Brain to self: I like this painting. Now panic.
For me, and I imagine many other people learning to paint, there is an outer struggle and then there is the inner struggle. The outer struggle is how to draw the curve of the nose or how much medium you need to add to paint so that it has intensity but doesn’t obliterate all things underneath.
The inner is a different set of problems. The inner is learning how to still the critic, how to calm the panic, and how to motivate yourself to come back to the same war tomorrow morning after breakfast.
Last year’s tactic was that of distraction. If I began to get frustrated with one set of problems I dodged to the next set. I settled frustration by waving something shiny (A new pattern to try! New paint!) to calm my self anger. And I think this was exactly what I needed for working through all those inner obstacles that can easily take someone down their first year.But as I wade into this year, my second, I am trying to focus.
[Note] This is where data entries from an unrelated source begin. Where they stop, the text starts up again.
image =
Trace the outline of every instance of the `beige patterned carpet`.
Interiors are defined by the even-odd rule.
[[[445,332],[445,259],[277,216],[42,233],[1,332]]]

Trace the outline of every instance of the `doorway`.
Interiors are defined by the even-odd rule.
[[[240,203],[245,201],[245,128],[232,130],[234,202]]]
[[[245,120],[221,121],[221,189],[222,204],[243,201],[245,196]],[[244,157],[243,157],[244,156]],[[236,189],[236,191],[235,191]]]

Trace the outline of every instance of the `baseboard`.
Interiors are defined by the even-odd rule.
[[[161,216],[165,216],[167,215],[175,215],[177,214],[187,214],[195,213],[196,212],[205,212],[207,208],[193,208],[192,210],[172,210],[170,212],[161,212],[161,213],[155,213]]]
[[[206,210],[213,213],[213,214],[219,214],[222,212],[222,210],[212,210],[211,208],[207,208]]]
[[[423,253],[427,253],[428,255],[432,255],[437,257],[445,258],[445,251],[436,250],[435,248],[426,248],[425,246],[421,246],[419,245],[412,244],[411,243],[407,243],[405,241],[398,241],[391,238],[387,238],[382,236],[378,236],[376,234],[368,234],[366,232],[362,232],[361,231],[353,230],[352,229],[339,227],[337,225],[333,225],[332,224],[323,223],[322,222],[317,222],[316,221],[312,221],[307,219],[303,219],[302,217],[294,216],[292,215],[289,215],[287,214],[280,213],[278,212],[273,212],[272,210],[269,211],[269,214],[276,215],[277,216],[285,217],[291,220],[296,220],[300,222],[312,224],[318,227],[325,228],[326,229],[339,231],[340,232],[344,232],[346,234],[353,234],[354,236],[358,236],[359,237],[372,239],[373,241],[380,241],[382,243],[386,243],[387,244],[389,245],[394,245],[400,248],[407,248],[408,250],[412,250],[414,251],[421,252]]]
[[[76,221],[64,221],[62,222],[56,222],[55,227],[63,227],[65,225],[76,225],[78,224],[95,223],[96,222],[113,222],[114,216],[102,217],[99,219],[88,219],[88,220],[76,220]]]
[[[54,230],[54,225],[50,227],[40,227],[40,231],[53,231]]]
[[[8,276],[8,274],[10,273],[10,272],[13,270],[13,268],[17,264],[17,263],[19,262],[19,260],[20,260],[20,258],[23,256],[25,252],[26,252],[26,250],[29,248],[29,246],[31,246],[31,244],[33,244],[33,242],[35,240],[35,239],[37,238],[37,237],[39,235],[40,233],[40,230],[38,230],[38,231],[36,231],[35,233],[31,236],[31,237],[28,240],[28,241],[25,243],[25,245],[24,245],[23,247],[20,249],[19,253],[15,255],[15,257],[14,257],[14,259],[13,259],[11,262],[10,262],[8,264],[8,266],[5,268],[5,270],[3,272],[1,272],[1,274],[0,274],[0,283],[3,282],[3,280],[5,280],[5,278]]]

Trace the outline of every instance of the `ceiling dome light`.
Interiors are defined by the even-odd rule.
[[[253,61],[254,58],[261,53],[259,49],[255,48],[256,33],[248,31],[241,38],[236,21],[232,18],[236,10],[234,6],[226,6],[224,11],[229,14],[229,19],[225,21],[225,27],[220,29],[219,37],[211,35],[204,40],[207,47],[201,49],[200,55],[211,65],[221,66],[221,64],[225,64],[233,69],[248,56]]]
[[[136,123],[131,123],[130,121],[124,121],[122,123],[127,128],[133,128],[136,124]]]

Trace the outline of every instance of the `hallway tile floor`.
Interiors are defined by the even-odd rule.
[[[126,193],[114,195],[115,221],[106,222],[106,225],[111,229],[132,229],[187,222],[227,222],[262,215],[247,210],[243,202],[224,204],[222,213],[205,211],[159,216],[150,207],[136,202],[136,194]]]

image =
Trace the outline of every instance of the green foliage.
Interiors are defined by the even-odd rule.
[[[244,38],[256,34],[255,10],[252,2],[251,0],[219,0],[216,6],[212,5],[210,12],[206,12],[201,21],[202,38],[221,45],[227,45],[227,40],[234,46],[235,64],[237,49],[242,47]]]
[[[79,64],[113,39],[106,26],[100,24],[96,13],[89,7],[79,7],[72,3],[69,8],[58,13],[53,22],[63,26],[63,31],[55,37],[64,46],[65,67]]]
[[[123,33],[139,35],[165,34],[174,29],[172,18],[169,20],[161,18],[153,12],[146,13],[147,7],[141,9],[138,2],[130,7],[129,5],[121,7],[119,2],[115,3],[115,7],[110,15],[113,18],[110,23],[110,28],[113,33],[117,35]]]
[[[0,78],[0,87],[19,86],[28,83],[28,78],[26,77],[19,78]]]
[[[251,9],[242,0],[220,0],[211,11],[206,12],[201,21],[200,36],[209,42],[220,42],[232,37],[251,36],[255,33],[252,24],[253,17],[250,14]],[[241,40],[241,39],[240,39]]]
And for January this means I’m working through a set of paintings with a repeatable approach. Draw. Pattern. Scrape. Shape. Texture. And it’s fascinating to watch the inner workings ignite. A sigh of relief after one piece feels good turns into panic that it was a complete fluke. That same set of fears somehow morphs into the fear that everything will look the same (and boring) and then transforms into the what if none of these skills translate to advancing my paintings. I’m setting fuses and laying trip wire for my own damn pathways, and it’s only the 6th of the month. And yet, I imagine that I will be laying them for my entire life. Maybe that inner battle is part of the process, and somehow committing to learning to paint means committing to learning yourself.